Table of contents
The default models for two languages, EN and IT, are “combined”. The goal is to get better coverage of the language, hopefully without sacrificing consistency in the annotation scheme. In each case, the data used to train the models is a combination of multiple UD datasets.
|English||EWT, GUM, GUMReddit, PUD, Pronouns|
|Italian||ISDT, VIT, PoSTWITA, and TWITTIRO||MWT list from Prof. Attardi|
Other data sets would be added, or combined models for other languages created, but there are often data problems preventing that. For example, English Lines uses a different xpos and feature scheme. Spanish GSD and AnCora use the same general annotation scheme, but sentence splits are annotated differently, and some of the features are noticeably different. Hopefully over time we can resolve some of those issues and expand the models.
In general, the models also use various sorts of text “data augmentation” of the original data.

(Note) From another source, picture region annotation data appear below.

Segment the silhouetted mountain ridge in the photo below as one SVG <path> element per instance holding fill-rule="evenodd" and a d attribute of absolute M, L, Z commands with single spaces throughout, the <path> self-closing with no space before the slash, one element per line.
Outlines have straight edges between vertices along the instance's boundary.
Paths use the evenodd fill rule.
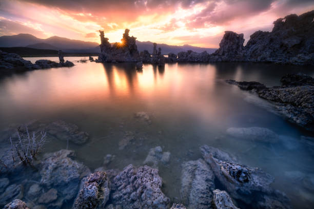
<path fill-rule="evenodd" d="M 65 52 L 99 53 L 99 44 L 96 42 L 84 41 L 74 40 L 56 36 L 48 38 L 38 38 L 29 34 L 21 33 L 11 36 L 0 37 L 0 47 L 28 47 L 38 49 L 62 50 Z M 136 46 L 139 52 L 145 50 L 152 53 L 153 43 L 136 40 Z M 161 47 L 163 54 L 170 52 L 178 54 L 181 51 L 192 50 L 196 52 L 206 51 L 211 54 L 217 49 L 205 48 L 185 45 L 171 46 L 165 44 L 158 44 L 157 47 Z"/>

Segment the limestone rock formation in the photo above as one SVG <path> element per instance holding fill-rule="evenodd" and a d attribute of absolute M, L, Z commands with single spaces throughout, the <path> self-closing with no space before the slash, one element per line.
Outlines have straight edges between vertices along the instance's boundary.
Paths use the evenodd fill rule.
<path fill-rule="evenodd" d="M 213 203 L 216 209 L 239 209 L 233 204 L 231 198 L 226 191 L 215 190 L 212 192 L 214 194 Z"/>
<path fill-rule="evenodd" d="M 314 10 L 273 22 L 271 32 L 257 31 L 245 47 L 247 61 L 314 65 Z"/>
<path fill-rule="evenodd" d="M 150 54 L 147 50 L 144 50 L 140 54 L 141 60 L 143 63 L 151 63 L 152 58 L 150 56 Z"/>
<path fill-rule="evenodd" d="M 173 53 L 168 54 L 168 57 L 166 59 L 166 62 L 176 62 L 176 54 Z"/>
<path fill-rule="evenodd" d="M 39 67 L 22 58 L 19 55 L 0 50 L 0 72 L 10 73 L 12 71 L 22 72 L 38 69 Z"/>
<path fill-rule="evenodd" d="M 313 131 L 314 86 L 313 79 L 309 77 L 301 74 L 288 74 L 282 78 L 282 87 L 264 88 L 263 85 L 255 82 L 250 89 L 255 91 L 260 97 L 274 102 L 274 109 L 280 115 Z M 226 81 L 240 88 L 243 83 L 230 80 Z M 242 89 L 246 90 L 246 88 Z"/>
<path fill-rule="evenodd" d="M 291 208 L 289 200 L 285 195 L 270 186 L 274 180 L 270 175 L 258 168 L 225 161 L 225 155 L 222 156 L 223 158 L 220 155 L 213 155 L 208 152 L 210 149 L 206 147 L 200 148 L 203 158 L 232 198 L 247 205 L 254 205 L 256 208 Z M 254 196 L 254 194 L 259 195 Z"/>
<path fill-rule="evenodd" d="M 115 43 L 111 47 L 104 31 L 100 31 L 101 53 L 97 61 L 102 62 L 140 61 L 140 54 L 135 43 L 136 37 L 129 35 L 129 29 L 125 29 L 121 43 Z"/>
<path fill-rule="evenodd" d="M 127 208 L 168 208 L 170 200 L 161 191 L 158 170 L 130 164 L 111 182 L 110 202 Z"/>
<path fill-rule="evenodd" d="M 21 200 L 16 199 L 6 204 L 3 209 L 29 209 L 26 203 Z"/>
<path fill-rule="evenodd" d="M 74 151 L 62 150 L 46 154 L 42 162 L 41 183 L 57 191 L 58 199 L 52 205 L 74 198 L 81 179 L 90 173 L 87 167 L 70 158 L 74 155 Z"/>
<path fill-rule="evenodd" d="M 109 199 L 110 190 L 107 174 L 96 172 L 86 178 L 76 197 L 74 208 L 104 208 Z"/>
<path fill-rule="evenodd" d="M 181 194 L 183 203 L 190 208 L 211 208 L 214 176 L 203 160 L 182 164 Z"/>
<path fill-rule="evenodd" d="M 240 61 L 244 60 L 243 34 L 225 31 L 219 49 L 210 56 L 211 61 Z"/>

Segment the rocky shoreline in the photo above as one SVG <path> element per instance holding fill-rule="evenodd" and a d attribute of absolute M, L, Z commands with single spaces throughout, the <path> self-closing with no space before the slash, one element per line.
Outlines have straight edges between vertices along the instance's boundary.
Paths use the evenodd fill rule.
<path fill-rule="evenodd" d="M 50 140 L 75 138 L 77 139 L 70 140 L 77 144 L 88 140 L 87 133 L 63 121 L 33 121 L 28 127 L 30 131 L 47 131 Z M 21 128 L 19 131 L 24 130 Z M 12 137 L 16 136 L 13 134 Z M 9 152 L 10 147 L 7 148 L 2 153 Z M 172 157 L 159 146 L 149 150 L 142 165 L 131 164 L 122 170 L 109 169 L 107 165 L 114 156 L 107 155 L 104 166 L 92 172 L 75 159 L 74 151 L 69 150 L 45 154 L 34 164 L 37 171 L 30 179 L 12 182 L 9 176 L 24 172 L 25 168 L 22 165 L 6 168 L 0 178 L 0 206 L 30 209 L 59 208 L 65 205 L 106 209 L 291 208 L 286 195 L 270 186 L 274 179 L 269 174 L 243 165 L 232 155 L 217 148 L 204 145 L 199 150 L 201 158 L 180 162 L 181 198 L 177 198 L 176 202 L 171 202 L 163 192 L 159 163 L 167 164 Z M 10 157 L 4 154 L 0 160 L 11 165 Z"/>
<path fill-rule="evenodd" d="M 112 47 L 101 33 L 101 54 L 97 61 L 143 62 L 164 65 L 165 62 L 273 62 L 296 65 L 314 65 L 314 10 L 298 16 L 290 14 L 273 22 L 271 32 L 258 31 L 250 36 L 243 46 L 243 34 L 225 31 L 219 44 L 220 48 L 213 53 L 206 51 L 197 53 L 189 50 L 178 55 L 169 53 L 165 57 L 161 49 L 153 51 L 150 55 L 147 51 L 139 53 L 135 44 L 136 37 L 129 36 L 129 30 L 126 29 L 121 43 Z"/>
<path fill-rule="evenodd" d="M 40 59 L 33 64 L 30 61 L 25 60 L 16 54 L 9 53 L 0 50 L 0 72 L 3 75 L 10 74 L 33 70 L 74 66 L 74 65 L 71 61 L 64 61 L 61 51 L 59 51 L 58 56 L 59 62 L 47 59 Z"/>
<path fill-rule="evenodd" d="M 287 74 L 281 87 L 267 88 L 256 81 L 226 80 L 271 102 L 275 113 L 290 122 L 314 131 L 314 78 L 302 73 Z"/>

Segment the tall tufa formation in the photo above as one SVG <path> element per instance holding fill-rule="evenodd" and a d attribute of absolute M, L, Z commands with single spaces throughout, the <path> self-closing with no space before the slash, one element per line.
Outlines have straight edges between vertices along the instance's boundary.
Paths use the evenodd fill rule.
<path fill-rule="evenodd" d="M 102 62 L 139 61 L 140 54 L 135 43 L 136 37 L 130 37 L 130 30 L 125 29 L 121 43 L 115 43 L 111 47 L 104 31 L 100 31 L 101 54 L 97 61 Z"/>

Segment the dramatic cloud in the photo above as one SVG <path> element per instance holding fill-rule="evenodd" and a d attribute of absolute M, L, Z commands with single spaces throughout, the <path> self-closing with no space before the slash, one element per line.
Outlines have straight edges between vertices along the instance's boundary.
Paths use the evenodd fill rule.
<path fill-rule="evenodd" d="M 31 33 L 119 41 L 125 28 L 141 41 L 218 47 L 225 30 L 270 30 L 272 22 L 314 9 L 312 0 L 2 0 L 0 34 Z"/>

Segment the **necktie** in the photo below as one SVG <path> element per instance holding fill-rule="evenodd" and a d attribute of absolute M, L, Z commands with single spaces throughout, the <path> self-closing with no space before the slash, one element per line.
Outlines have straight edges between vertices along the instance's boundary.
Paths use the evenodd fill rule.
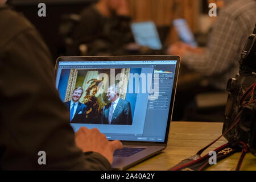
<path fill-rule="evenodd" d="M 111 123 L 111 120 L 112 119 L 112 116 L 113 113 L 114 113 L 114 104 L 115 102 L 112 102 L 111 104 L 111 107 L 110 107 L 110 111 L 109 111 L 109 123 Z"/>
<path fill-rule="evenodd" d="M 75 103 L 72 105 L 72 107 L 71 108 L 71 110 L 70 111 L 70 121 L 71 121 L 73 119 L 73 114 L 74 114 L 74 108 L 75 107 Z"/>

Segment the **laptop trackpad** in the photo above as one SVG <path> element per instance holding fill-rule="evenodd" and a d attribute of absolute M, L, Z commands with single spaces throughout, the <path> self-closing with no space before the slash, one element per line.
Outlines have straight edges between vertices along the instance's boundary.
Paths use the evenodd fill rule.
<path fill-rule="evenodd" d="M 127 169 L 164 148 L 163 146 L 124 146 L 114 152 L 112 168 L 115 170 Z"/>

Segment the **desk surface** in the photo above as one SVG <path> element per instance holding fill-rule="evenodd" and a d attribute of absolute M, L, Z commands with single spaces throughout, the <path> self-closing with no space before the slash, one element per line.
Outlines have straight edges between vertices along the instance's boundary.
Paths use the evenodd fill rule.
<path fill-rule="evenodd" d="M 215 122 L 172 122 L 167 148 L 159 154 L 129 169 L 131 171 L 166 171 L 196 153 L 221 135 L 223 123 Z M 201 156 L 226 143 L 221 138 Z M 232 154 L 207 170 L 234 170 L 240 152 Z M 256 157 L 247 153 L 241 170 L 256 170 Z"/>

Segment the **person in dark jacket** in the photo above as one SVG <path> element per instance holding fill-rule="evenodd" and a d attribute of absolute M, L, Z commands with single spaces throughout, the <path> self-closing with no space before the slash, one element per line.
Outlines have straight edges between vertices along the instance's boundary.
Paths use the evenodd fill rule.
<path fill-rule="evenodd" d="M 96 129 L 74 134 L 47 47 L 26 18 L 0 3 L 0 169 L 111 169 L 122 143 Z M 41 151 L 46 165 L 38 163 Z"/>

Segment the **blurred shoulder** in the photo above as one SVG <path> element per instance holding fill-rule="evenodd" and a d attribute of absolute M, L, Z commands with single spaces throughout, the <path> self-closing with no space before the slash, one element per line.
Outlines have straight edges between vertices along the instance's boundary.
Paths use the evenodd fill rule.
<path fill-rule="evenodd" d="M 28 29 L 35 28 L 22 14 L 13 10 L 9 6 L 0 6 L 0 47 Z"/>

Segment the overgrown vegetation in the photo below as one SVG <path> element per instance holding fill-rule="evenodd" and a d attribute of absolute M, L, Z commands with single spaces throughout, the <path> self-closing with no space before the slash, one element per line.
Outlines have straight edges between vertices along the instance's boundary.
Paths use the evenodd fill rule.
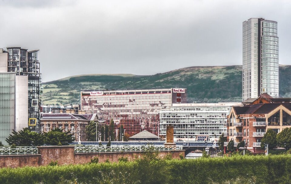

For example, in a language where all of the sentences in the POS training data end with punctuation, we remove the trailing punctuation from some fragment of sentences to train the model to handle sentences which don’t end with sentence final punctuation. Otherwise, we would frequently get issues such as a model tagging
This is an unfinished sentence_PU
The tokenization models also use a couple different versions of this. For example, most of the tokenization datasets have just one or a couple forms of quotes, but we replace some fraction of quotes with different types so that each model has a chance of correctly tokenizing
"data augmentation", etc. Also, sentence final punctuation will often have spaces added or removed to make the model more robust to typos.